Le comte Almaviva est à Séville, amoureux d’une jeune femme sévèrement gardée. Son ancien valet Figaro se trouve par hasard dans la même ville.

Enregistrement audio de 1955. Avec Jean Weber, Jean Piat, Micheline Boudet, André Brunot.

 

FIGARO, LE COMTE, caché.

Figaro, une guitare sur le dos attachée en bandoulière avec un large ruban ; il chantonne gaiement, un papier et un crayon à la main.

Bannissons le chagrin,

Il nous consume :

Sans le feu du bon vin

Qui nous rallume,

Réduit à languir,

L’homme sans plaisir

Vivrait comme un sot,

Et mourrait bientôt…

Jusque-là ceci ne va pas mal, hein, hein.

Et mourrait bientôt.

Le vin et la paresse

Se disputent mon cœur…

Eh non ! ils ne se le disputent pas, ils y règnent paisiblement ensemble…

Se partagent… mon cœur…

Dit-on se partagent ?… Eh ! mon Dieu ! nos faiseurs d’opéras-comiques n’y regardent pas de si près. Aujourd’hui, ce qui ne vaut pas la peine d’être dit, on le chante.

(Il chante.)

Le vin et la paresse

Se partagent mon cœur…

Je voudrais finir par quelque chose de beau, de brillant, de scintillant, qui eût l’air d’une pensée.

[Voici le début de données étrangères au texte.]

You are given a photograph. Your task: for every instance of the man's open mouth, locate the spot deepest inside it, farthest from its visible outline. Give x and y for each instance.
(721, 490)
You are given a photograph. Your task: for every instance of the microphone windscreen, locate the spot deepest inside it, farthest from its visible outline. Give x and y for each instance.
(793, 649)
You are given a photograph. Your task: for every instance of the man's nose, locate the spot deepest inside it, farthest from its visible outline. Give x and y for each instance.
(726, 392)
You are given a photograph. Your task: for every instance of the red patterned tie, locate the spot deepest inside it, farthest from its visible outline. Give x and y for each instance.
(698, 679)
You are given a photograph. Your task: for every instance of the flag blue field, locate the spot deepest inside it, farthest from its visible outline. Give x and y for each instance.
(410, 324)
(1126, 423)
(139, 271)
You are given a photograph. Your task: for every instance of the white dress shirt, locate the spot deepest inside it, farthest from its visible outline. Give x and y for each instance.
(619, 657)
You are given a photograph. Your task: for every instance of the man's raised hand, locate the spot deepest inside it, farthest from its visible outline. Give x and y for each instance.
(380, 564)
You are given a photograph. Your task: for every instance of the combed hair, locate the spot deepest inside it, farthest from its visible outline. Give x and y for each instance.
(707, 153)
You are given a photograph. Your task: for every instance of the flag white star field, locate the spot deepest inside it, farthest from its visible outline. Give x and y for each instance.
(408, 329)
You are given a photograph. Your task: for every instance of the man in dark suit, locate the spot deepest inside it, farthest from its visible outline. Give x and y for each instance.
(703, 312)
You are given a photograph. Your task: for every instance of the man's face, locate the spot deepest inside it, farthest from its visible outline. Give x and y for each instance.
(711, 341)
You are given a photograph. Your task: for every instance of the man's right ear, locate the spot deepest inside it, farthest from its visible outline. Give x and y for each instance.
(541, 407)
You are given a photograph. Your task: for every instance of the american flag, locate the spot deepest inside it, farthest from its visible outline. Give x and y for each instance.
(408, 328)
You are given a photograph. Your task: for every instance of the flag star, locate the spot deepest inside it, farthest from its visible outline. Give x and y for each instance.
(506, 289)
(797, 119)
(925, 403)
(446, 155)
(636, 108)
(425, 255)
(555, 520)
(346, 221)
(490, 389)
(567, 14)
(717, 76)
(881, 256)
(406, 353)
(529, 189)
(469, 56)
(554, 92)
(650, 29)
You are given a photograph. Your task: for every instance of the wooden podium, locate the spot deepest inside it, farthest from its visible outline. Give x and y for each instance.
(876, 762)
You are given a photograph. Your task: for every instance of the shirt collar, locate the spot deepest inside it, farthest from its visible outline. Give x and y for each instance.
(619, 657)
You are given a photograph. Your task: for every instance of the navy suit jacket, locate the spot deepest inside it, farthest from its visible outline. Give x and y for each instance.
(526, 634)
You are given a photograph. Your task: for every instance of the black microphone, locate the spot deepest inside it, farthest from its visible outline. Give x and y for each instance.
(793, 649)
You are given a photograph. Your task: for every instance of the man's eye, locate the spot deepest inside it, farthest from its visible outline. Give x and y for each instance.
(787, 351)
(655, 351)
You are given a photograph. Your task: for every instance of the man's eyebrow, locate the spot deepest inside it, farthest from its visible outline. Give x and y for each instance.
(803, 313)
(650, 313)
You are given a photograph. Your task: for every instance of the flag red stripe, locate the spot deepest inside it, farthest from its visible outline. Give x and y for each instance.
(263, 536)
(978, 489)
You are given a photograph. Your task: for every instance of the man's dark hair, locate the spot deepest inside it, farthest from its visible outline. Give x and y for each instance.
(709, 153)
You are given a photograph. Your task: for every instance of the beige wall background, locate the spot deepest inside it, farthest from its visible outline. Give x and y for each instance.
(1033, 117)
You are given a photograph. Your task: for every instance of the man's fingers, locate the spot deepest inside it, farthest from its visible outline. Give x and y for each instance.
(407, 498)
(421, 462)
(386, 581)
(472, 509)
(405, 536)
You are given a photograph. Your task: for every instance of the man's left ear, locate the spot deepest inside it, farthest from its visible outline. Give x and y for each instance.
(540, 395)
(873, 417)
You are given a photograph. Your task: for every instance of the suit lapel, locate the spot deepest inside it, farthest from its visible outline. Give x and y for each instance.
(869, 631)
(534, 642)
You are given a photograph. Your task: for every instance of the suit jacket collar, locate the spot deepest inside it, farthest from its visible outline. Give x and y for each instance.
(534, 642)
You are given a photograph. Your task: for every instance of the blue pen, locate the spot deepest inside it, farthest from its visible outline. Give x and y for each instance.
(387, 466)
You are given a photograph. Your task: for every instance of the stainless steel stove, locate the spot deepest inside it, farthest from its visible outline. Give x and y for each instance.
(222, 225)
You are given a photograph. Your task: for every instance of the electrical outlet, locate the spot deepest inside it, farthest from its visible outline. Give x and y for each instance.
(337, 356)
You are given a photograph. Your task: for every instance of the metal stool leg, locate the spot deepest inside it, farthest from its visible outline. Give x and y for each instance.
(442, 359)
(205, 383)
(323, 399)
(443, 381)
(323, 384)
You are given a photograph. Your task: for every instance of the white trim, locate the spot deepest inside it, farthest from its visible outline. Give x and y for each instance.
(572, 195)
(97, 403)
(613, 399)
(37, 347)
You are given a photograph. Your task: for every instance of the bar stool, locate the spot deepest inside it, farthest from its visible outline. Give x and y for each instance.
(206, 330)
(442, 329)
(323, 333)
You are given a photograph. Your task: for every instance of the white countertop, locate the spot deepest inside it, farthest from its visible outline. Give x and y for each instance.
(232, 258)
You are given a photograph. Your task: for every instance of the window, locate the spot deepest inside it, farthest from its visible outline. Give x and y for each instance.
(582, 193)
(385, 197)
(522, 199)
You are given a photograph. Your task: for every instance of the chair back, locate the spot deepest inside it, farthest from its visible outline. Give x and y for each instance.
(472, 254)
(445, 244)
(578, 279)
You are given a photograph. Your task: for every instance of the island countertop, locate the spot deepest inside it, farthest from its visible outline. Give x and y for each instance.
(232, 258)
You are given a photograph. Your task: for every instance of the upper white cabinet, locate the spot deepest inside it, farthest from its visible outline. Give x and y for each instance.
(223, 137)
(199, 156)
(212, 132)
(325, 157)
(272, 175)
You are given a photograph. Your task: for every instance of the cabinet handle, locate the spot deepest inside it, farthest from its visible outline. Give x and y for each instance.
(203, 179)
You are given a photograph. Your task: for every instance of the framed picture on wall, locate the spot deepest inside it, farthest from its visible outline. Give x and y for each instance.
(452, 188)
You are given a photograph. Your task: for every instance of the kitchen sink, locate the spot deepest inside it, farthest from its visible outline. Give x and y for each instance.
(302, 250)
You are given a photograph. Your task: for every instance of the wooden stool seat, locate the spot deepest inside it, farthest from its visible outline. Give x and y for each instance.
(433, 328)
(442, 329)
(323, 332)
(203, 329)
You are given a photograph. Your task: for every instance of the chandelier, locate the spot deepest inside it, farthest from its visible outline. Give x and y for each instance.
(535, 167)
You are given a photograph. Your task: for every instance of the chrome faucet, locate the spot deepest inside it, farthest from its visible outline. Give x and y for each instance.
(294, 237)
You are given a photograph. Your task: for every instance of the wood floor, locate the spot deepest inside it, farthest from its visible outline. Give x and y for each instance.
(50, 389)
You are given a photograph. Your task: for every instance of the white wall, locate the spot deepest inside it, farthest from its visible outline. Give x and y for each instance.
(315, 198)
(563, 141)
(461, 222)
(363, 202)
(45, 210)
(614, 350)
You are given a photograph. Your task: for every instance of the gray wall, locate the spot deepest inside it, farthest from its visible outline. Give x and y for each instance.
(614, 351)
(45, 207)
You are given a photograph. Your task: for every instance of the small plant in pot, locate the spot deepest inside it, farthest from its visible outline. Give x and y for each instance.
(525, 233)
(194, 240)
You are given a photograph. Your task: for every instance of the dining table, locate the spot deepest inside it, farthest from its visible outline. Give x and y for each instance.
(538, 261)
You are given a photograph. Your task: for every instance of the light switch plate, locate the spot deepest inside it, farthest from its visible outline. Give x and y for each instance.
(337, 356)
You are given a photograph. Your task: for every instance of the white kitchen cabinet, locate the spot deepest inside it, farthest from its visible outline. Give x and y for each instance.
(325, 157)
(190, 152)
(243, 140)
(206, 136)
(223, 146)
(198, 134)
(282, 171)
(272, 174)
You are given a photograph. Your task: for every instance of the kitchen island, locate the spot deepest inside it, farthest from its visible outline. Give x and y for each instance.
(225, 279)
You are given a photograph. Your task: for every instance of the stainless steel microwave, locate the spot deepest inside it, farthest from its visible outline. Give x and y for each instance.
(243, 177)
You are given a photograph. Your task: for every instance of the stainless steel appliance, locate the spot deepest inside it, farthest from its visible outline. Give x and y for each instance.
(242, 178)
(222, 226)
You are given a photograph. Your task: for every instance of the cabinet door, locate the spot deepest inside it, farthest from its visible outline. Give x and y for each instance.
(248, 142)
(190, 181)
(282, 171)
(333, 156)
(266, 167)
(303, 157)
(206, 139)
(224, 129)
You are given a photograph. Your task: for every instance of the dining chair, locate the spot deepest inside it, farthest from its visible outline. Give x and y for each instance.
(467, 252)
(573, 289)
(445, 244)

(Il met un genou en terre et écrit en chantant.)

Se partagent mon cœur :

Si l’une a ma tendresse…

L’autre fait mon bonheur.

Fi donc ! c’est plat. Ce n’est pas ça… Il me faut une opposition, une antithèse :

Si l’une… est ma maîtresse,

L’autre…

Eh ! parbleu ! j’y suis…

L’autre est mon serviteur.

Fort bien, Figaro !…

(Il écrit en chantant.)

Le vin et la paresse

Se partagent mon cœur :

Si l’une est ma maîtresse,

L’autre est mon serviteur,

L’autre est mon serviteur,

L’autre est mon serviteur.

Hein, hein, quand il y aura des accompagnements là-dessous, nous verrons encore, messieurs de la cabale, si je ne sais ce que je dis… (Il aperçoit le comte.) J’ai vu cet abbé-là quelque part.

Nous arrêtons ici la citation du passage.